Because the plaintiff has failed to offer any facts to support an inference of discrimination, she has failed to state a claim of age discrimination. See Gladden v. Solis, No. 11-3120, 490 Fed.Appx. 411, 412 (3d Cir. Jul 24, 2012)("Gladden did not otherwise raise the inference that the decision was based on discriminatory grounds."). Count I will be dismissed.

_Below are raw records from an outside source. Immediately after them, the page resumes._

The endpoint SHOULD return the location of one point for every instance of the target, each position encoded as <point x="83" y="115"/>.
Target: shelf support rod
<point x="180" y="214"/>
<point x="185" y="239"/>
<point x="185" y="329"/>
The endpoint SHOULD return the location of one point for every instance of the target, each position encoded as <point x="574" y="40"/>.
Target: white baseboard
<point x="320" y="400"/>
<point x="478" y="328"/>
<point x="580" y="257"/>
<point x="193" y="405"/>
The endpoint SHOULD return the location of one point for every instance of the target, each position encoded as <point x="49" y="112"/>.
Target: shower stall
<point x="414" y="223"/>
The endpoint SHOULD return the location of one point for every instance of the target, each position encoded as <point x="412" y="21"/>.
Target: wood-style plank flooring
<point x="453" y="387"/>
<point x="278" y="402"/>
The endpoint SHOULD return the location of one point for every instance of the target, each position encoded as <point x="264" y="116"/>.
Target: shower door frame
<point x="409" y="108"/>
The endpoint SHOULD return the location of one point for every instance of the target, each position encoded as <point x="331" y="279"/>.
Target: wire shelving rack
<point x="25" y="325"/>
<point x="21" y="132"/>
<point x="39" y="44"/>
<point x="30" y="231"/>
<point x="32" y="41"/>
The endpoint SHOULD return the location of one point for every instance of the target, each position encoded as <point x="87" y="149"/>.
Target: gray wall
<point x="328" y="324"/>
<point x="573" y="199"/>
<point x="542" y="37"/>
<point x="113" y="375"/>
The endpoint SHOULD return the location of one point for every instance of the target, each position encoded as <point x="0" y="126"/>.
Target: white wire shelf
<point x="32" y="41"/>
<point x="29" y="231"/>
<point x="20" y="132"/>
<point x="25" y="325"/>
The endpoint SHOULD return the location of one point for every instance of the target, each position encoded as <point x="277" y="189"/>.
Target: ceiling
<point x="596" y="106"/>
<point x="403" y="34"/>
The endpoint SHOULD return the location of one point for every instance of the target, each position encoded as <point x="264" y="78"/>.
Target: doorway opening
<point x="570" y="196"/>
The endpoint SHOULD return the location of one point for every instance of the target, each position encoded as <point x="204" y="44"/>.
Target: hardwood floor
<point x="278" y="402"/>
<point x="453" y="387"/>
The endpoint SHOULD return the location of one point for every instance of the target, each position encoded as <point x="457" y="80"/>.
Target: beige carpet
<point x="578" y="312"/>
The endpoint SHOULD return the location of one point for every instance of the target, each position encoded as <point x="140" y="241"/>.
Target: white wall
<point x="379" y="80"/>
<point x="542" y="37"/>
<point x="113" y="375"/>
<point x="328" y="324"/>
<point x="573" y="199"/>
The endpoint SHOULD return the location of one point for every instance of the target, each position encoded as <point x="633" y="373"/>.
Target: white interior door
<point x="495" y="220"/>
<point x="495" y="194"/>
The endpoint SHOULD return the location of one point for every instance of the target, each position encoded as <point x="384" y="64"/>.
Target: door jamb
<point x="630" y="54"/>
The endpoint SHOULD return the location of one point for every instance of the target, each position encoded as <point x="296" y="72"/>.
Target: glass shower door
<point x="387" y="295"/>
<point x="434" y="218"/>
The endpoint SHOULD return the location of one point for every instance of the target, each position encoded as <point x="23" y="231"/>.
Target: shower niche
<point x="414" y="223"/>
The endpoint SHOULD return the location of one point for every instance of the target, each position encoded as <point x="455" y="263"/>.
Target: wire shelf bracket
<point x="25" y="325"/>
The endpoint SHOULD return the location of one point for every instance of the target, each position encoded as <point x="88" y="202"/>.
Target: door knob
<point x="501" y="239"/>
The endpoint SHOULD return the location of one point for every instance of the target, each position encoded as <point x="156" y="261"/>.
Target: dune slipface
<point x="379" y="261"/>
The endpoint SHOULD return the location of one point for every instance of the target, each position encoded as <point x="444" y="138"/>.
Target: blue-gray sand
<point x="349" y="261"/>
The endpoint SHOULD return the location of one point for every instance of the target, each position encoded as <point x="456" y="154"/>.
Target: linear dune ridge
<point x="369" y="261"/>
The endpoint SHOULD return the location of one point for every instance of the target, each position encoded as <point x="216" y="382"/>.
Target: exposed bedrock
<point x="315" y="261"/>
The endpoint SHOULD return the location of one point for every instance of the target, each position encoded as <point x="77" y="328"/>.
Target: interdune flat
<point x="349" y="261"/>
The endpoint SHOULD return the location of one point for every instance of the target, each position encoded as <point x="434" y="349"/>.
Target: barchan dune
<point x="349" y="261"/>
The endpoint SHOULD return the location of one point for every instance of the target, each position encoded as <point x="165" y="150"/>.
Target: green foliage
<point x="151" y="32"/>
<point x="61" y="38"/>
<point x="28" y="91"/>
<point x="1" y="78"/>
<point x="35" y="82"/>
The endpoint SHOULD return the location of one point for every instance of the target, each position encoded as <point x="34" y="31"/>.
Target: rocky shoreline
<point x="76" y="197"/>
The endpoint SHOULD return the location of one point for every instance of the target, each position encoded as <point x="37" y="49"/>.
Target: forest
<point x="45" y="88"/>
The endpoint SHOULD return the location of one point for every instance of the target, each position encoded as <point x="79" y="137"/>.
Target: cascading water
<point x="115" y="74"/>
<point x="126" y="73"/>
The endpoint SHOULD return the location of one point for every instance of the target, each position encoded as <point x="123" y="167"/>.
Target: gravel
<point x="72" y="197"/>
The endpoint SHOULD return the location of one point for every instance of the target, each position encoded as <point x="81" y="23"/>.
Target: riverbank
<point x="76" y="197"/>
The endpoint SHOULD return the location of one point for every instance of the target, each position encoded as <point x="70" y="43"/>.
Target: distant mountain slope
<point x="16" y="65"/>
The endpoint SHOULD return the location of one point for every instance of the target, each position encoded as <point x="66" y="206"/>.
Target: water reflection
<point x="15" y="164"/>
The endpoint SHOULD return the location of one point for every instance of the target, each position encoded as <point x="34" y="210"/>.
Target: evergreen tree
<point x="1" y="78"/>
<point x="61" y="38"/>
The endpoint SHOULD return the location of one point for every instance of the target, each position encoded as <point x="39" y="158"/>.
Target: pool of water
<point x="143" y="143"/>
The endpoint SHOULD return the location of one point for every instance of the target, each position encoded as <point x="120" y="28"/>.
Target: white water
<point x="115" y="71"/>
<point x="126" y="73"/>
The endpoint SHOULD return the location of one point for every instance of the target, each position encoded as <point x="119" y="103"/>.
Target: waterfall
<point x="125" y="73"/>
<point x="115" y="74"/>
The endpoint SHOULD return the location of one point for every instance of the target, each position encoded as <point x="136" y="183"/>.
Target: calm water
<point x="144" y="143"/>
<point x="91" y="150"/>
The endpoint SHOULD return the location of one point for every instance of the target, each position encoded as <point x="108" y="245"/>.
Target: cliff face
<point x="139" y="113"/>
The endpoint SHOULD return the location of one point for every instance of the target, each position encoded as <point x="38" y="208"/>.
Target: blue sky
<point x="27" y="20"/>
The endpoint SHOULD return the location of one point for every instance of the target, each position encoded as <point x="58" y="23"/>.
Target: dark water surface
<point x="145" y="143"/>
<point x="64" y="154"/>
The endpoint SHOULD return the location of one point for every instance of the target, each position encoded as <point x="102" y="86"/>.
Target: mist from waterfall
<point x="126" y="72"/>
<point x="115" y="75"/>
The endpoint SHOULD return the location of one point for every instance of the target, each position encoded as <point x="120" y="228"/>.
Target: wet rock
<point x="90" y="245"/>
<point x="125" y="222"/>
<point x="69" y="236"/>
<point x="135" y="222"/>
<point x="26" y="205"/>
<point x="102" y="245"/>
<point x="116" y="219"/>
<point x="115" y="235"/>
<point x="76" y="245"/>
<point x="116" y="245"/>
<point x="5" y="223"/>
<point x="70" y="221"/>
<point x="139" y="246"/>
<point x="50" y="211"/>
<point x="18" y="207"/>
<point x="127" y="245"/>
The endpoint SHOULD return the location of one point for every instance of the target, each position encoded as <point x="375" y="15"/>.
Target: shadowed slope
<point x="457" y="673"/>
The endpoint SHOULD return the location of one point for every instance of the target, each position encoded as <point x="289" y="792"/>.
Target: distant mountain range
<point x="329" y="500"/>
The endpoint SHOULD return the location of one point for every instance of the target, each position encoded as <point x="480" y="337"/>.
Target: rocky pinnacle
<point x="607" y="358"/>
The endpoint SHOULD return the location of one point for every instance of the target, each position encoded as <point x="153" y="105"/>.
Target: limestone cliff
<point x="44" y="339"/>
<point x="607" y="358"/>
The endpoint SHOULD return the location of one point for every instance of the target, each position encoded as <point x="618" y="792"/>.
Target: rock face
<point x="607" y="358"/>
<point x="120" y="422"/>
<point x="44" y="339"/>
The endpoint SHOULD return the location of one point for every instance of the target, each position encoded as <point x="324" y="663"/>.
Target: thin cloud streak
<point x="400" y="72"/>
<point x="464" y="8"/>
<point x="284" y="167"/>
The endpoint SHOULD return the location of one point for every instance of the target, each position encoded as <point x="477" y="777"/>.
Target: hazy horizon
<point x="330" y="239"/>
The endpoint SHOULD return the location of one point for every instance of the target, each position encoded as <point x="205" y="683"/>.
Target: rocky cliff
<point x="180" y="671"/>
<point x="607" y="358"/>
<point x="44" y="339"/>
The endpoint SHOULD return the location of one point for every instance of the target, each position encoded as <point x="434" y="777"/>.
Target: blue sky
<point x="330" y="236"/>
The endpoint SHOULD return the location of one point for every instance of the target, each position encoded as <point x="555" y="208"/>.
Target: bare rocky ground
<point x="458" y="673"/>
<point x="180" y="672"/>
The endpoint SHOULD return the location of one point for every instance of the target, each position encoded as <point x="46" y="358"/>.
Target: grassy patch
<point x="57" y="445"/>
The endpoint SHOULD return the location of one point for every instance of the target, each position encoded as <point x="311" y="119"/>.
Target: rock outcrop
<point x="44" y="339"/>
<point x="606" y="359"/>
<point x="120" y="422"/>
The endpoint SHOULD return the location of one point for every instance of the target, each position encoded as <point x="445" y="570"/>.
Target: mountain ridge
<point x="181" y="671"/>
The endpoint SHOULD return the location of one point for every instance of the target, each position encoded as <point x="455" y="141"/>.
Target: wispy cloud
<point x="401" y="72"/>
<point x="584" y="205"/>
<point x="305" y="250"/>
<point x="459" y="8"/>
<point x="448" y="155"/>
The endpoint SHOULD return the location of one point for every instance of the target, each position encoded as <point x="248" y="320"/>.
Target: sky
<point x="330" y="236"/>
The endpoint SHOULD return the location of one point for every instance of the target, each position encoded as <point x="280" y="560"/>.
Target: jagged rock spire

See also Adams v. Lafayette College, No. 09-3008, 2009 WL 2777312, at *4 (E.D. Pa. Aug. 31, 2009)("Disparate treatment of otherwise similarly situated individuals is an integral facet of the employment discrimination claim. Simply attempting to state that such individuals experience different treatment is no more sufficient than pleading the element in abstract."); Gordon v. PPL Corp., No. 10-CV- 03420-LS, 2011 WL 1325993, at (E.D. Pa. Apr. 7, 2011)("Mr. Gordon presents no facts to suggest age was a factor in any employment decision and no facts to suggest younger employees were treated more favorably."); Lapcevic v. Strive Enterprises, Inc., 09-cv-00564, 2010 WL 1816752, at *6 (W.D. Pa. Apr. 8, 2010), adopted by, 2010 WL 1816749 (W.D. Pa. May 3, 2010)("Plaintiff merely set forth allegations consisting of labels and legal conclusions, which are insufficient to survive a motion to dismiss."); Pekar v. U.S. Steel/Edgar Thomson Works, No. 09-844, 2010 WL 419421, at *8 (W.D. Pa. Jan. 29, 2010)("He does not, however, provide any factual basis for his assertion that his age was a motivating factor in Defendant's decision, separate from any correlation his age may have with his benefits." (emphasis in original)).
b. Count II: Retaliation
The ADEA provides, in relevant part, that "[i]t shall be unlawful for an employer to discriminate against any of his employees . . . because such individual, . . . has opposed any practice made unlawful by this section." 29 U.S.C. § 623(d). To state a claim of retaliation under the ADEA, the plaintiff must allege that: 1) she engaged in protected activity; 2) she was subject to an adverse action; and 3) there was a causal connection between the protected activity and the adverse action. Fasold v. Justice, 409 F.3d 178, 188 (3d Cir. 2005). The ADEA only prohibits "age discrimination by employers against employees and applicants for employment." E.E.O.C. v. Zippo Mfg. Co., 713 F.2d 32, 35 (3d Cir. 1983)(quoting Levine v. Fairleigh Dickinson University, 646 F.2d 825, 828 (3d Cir.1981))(emphasis added)(quotation marks omitted).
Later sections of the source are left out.